BP神经网络代码实现及反向传播推导过程

KW.KW

已于 2023-07-28 21:00:08 修改

阅读量153

点赞数

文章标签：机器学习 python 神经网络

于 2023-07-28 19:02:36 首次发布

本文链接：https://blog.csdn.net/m0_67782255/article/details/131837850

版权

该文详细介绍了如何在Python中实现神经网络的反向传播算法，包括数据预处理、前向传播、损失函数计算、正则化、权重的序列化与解序列化以及梯度计算。

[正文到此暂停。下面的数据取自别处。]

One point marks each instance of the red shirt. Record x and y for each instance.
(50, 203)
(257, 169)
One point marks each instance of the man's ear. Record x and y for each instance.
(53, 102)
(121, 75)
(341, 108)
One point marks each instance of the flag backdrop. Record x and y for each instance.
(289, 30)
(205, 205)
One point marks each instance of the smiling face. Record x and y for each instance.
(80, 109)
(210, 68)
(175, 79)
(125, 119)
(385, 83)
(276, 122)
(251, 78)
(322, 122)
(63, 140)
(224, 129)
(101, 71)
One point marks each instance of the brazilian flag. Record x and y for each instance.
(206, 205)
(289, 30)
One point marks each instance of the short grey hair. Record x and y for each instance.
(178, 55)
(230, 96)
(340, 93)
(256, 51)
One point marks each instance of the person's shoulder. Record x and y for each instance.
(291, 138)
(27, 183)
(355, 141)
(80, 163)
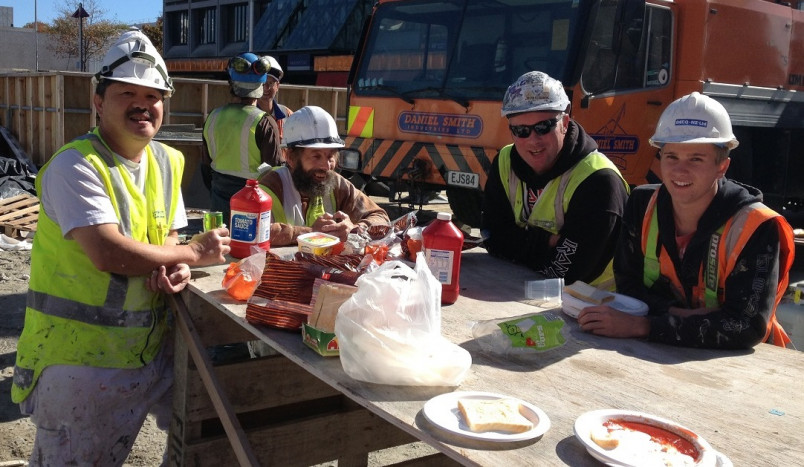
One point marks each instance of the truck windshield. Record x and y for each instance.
(467, 49)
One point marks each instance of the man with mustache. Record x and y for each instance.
(239, 137)
(308, 195)
(96, 353)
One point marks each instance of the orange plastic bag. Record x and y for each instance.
(242, 278)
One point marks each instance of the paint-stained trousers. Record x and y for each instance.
(91, 416)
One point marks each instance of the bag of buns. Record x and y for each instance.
(389, 330)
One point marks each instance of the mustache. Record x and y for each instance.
(140, 113)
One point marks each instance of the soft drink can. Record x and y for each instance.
(212, 220)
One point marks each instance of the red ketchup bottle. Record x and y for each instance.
(250, 221)
(443, 242)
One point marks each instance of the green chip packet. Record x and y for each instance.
(538, 332)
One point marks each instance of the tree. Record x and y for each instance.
(154, 32)
(97, 32)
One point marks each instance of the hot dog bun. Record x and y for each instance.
(494, 415)
(583, 291)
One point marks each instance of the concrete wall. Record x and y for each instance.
(20, 52)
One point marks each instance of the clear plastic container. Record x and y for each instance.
(250, 221)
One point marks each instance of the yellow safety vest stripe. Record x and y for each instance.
(548, 211)
(78, 315)
(230, 135)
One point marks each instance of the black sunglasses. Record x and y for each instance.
(541, 128)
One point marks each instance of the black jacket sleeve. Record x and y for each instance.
(750, 297)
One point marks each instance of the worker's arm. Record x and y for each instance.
(110, 251)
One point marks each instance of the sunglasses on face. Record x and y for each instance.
(260, 66)
(541, 128)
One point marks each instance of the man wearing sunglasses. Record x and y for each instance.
(239, 137)
(552, 201)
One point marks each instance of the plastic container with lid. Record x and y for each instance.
(317, 243)
(250, 221)
(443, 242)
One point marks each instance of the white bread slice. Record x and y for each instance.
(494, 415)
(583, 291)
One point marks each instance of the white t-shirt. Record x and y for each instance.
(75, 197)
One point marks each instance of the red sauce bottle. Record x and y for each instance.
(443, 242)
(250, 221)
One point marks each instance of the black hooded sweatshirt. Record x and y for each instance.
(591, 223)
(750, 293)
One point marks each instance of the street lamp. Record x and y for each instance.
(80, 13)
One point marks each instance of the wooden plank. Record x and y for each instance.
(214, 328)
(340, 434)
(19, 214)
(245, 384)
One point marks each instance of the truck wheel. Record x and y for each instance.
(466, 205)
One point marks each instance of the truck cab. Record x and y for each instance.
(426, 85)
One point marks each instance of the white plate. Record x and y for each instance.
(443, 412)
(586, 423)
(572, 306)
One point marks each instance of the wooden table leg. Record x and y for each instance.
(224, 409)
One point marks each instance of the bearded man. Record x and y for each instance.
(308, 195)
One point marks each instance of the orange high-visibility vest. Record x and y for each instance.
(725, 247)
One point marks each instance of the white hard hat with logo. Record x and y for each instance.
(274, 71)
(534, 91)
(694, 118)
(134, 59)
(311, 127)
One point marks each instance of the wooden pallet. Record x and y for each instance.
(19, 214)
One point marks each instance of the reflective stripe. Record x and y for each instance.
(163, 162)
(247, 136)
(96, 315)
(23, 377)
(230, 134)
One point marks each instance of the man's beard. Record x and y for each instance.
(306, 183)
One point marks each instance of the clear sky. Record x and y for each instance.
(124, 11)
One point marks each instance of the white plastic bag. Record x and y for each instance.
(389, 331)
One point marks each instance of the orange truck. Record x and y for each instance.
(427, 81)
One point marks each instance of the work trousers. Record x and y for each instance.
(91, 416)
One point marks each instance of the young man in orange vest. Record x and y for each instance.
(709, 259)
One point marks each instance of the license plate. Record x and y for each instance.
(463, 179)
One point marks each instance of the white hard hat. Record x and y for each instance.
(694, 118)
(534, 92)
(275, 71)
(311, 127)
(134, 59)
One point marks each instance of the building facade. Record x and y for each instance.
(313, 40)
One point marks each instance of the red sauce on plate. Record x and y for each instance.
(659, 435)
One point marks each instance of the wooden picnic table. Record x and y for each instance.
(746, 404)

通过吴恩达的课程练习数据，演示了神经网络的训练过程和隐藏层权重的可视化。

摘要由CSDN通过智能技术生成

文章目录

一、反向传播的推导过程
二、使用步骤

一、反向传播的推导过程

在这里插入图片描述

二、使用步骤

1.引入库

代码如下（示例）：

import numpy as np
import scipy.io as sio
from scipy.optimize import minimize
import  matplotlib.pyplot as plt

2.读入数据

代码如下（示例）：

data=sio.loadmat('E:\AAA\深度学习\吴恩达神经网络模型实现\exerise3\ex3data1.mat')
raw_X=data['X']
raw_y=data['y']

#%%
X=np.insert(raw_X,0,values=1,axis=1)
X.shape

该处使用的url网络请求的数据。

3.对Y进行独热编码处理：one-hot编码

代码如下（示例）：

def one_hot_encoder(raw_y):
    result=[]#定义一个空列表，用于储存编码后的结果
    for i in raw_y:#对输入的raw_y列表中的每个值进行遍历
        y_temp=np.zeros(10)#创建一个长度为10的全零数组y_temp，用于表示对应类别的编码。
        y_temp[i-1]=1#将y_temp数组中下标为(i-1)的位置设为1，实现了对应类别的one-hot编码。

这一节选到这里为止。